Friday, July 15, 2011

What Sort of Hat?

I’ve always resisted labeling myself, and I hate it when other people label me. Who wants to be put into a box? And it’s more than just personal revulsion — the whole business of labeling feels like shirking responsibility. Life demands that we make our own sense of a world where the terms are constantly shifting. Labels let us look at life through little windows — they limit what we see. I’d rather take it all in, even if the view makes me nauseous.


The first day I met my friend Jane, she labeled me. “You’re such a Ravenclaw!” she gushed. For anyone unfamiliar with Harry Potter, Ravenclaw is one of the four Hogwarts houses each student gets placed in by the Sorting Hat on the first day of school. Ravenclaw is for intellectual/creative types; Sytherin is for the smart, crafty, and driven; Gryffindor is righteous and brave; and Hufflepuff is the fun-loving stoner. I thought it looked like just another way of reducing people.

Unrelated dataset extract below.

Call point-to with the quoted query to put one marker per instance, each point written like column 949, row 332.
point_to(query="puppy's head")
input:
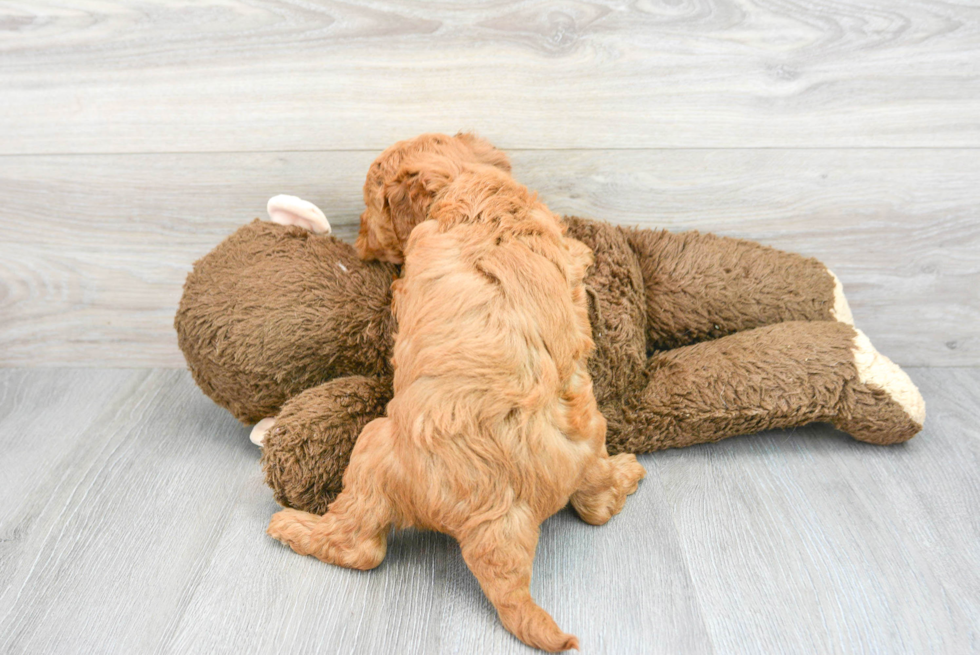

But Jane is obsessed with the Sorting Hat, and through her I’ve started to see something strange and interesting, something changes the way I think about labels.

Most sorting mechanisms — Myers Briggs, IQ Tests, whatever — are a matter of input/output: As long as you answer the questions the same way, you’ll get the same result every time. (Who answers these crazy questions the same way every time? Not me.) But imagine a personality test that, like you, could change. That could be influenced by its mood, or your argument. (If you bomb the IQ test but manage to convince the tester to give you a high score, you probably deserve it. This is how I like to tell people the UC Berkeley Rhetoric Department was run.)

Just like a personality test, the Sorting Hat’s whole purpose is to classify. But in the world of Harry Potter, this act of classifying is a character — as alive as anyone else. The Sorting Hat fumbles and deliberates and influences and is influenced. It almost sends Harry Potter to Slytherin, seeing that he’d do well there, but Harry protests and the hat sends him to Gryffindor.

When Jane declared me a Ravenclaw, it wasn’t just an act of definition, it was the beginning of a new life — both for me and for the category of Ravenclaw. Ravenclaw had to shift a little to make room for me, and I thought of myself a little differently now that I belonged to a society of bookish magicians. The way I interact with the label of Ravenclaw is sort of like the way I interact with another person — we both move and are moved by each other; we both read and are read by the other: text on text.

The Sorting Hat takes the act of labeling from limiting and definitive to infinite and complex. It makes labeling seem a lot more exciting, and a little dizzying — which is exactly what I thought labeling was supposed to shield you from.

I suppose that Jane would say this is all very Ravenclaw of me.